AS THE coronavirus continues to spread throughout the United States, officials are turning their attention to how rural and hyper-rural hospitals are handling the outbreak. Typically, these facilities already face staff and resource shortages — a difficult reality that is only exacerbated by major medical events such as the coronavirus pandemic.
According to the Rural Health Information Hub, Montana is home to 58 rural health clinics. Assuring these clinics and other rural facilities receive sufficient supplies has been a focus among Montana officials including Gov. Steve Bullock.
CBS News reported Monday that Bullock is one of several governors who recently urged President Donald Trump to ensure a sufficient amount of medical supplies and coronavirus testing kits are delivered to rural states like Montana. CBS cited a phone call recording in which Bullock said the federal government has canceled several supply orders that were in place for Montana.

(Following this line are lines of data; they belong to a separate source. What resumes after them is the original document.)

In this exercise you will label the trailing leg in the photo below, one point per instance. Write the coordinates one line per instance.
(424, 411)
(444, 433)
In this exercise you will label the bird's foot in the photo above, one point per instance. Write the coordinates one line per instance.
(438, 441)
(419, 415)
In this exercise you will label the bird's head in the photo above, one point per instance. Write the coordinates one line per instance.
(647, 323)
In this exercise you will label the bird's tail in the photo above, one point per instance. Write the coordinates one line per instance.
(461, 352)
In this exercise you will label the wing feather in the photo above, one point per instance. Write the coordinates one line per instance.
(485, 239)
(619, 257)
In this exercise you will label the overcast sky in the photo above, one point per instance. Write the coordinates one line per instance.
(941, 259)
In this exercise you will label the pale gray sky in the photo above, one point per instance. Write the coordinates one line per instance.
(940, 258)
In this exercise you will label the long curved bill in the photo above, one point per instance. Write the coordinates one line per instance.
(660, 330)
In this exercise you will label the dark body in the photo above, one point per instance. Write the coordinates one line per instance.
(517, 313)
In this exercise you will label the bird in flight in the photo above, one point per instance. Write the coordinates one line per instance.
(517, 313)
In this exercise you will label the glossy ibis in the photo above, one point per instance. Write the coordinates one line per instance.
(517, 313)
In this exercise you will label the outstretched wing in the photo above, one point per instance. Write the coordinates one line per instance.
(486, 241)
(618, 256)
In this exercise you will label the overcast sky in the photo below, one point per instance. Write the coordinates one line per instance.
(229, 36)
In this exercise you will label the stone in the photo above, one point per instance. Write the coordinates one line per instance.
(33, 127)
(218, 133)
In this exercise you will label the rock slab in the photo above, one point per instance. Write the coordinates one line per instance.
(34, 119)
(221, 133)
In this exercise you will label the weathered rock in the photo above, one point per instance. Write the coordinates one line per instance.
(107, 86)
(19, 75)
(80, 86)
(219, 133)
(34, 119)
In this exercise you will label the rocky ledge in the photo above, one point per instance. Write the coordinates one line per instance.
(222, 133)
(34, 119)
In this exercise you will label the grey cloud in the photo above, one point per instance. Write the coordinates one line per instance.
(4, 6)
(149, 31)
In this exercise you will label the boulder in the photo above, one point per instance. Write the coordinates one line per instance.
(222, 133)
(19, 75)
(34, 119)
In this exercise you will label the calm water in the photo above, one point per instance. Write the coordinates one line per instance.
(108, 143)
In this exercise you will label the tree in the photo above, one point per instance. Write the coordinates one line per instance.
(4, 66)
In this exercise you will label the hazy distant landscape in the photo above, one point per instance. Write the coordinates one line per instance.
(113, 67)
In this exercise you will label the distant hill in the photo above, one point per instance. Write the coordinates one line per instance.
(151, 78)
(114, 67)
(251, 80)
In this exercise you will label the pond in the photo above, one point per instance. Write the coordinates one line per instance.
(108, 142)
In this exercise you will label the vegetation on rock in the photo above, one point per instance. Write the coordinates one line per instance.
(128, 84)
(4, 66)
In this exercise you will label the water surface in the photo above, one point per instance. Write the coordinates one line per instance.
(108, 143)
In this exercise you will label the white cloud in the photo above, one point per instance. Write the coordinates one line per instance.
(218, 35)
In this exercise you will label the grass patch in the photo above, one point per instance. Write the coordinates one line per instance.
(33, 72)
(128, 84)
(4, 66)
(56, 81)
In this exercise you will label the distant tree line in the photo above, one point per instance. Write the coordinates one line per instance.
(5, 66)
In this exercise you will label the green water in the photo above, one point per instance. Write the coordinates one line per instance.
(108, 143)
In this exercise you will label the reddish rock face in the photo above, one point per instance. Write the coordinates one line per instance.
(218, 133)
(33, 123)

Bullock also warned “we’re going to have some real problems” across smaller rural states if they cannot soon obtain the necessary testing equipment for battling the coronavirus outbreak.
Other state leaders, including Sen. Jon Tester, D-Mont., have called for the prioritization of rural hospitals and clinics.
“Our rural providers need your immediate assistance,” Tester wrote to the federal Department of Health and Human Services, along with 40 other Senate colleagues. “Congress has provided you with the funding and flexibility. Now it is up to the Administration to respond with rapid action to sustain rural providers. Any unnecessary delay will only worsen this situation. Therefore, we request you make the financial relief of rural hospitals a priority. Rural hospitals need access to financial resources immediately and in the most streamlined manner.”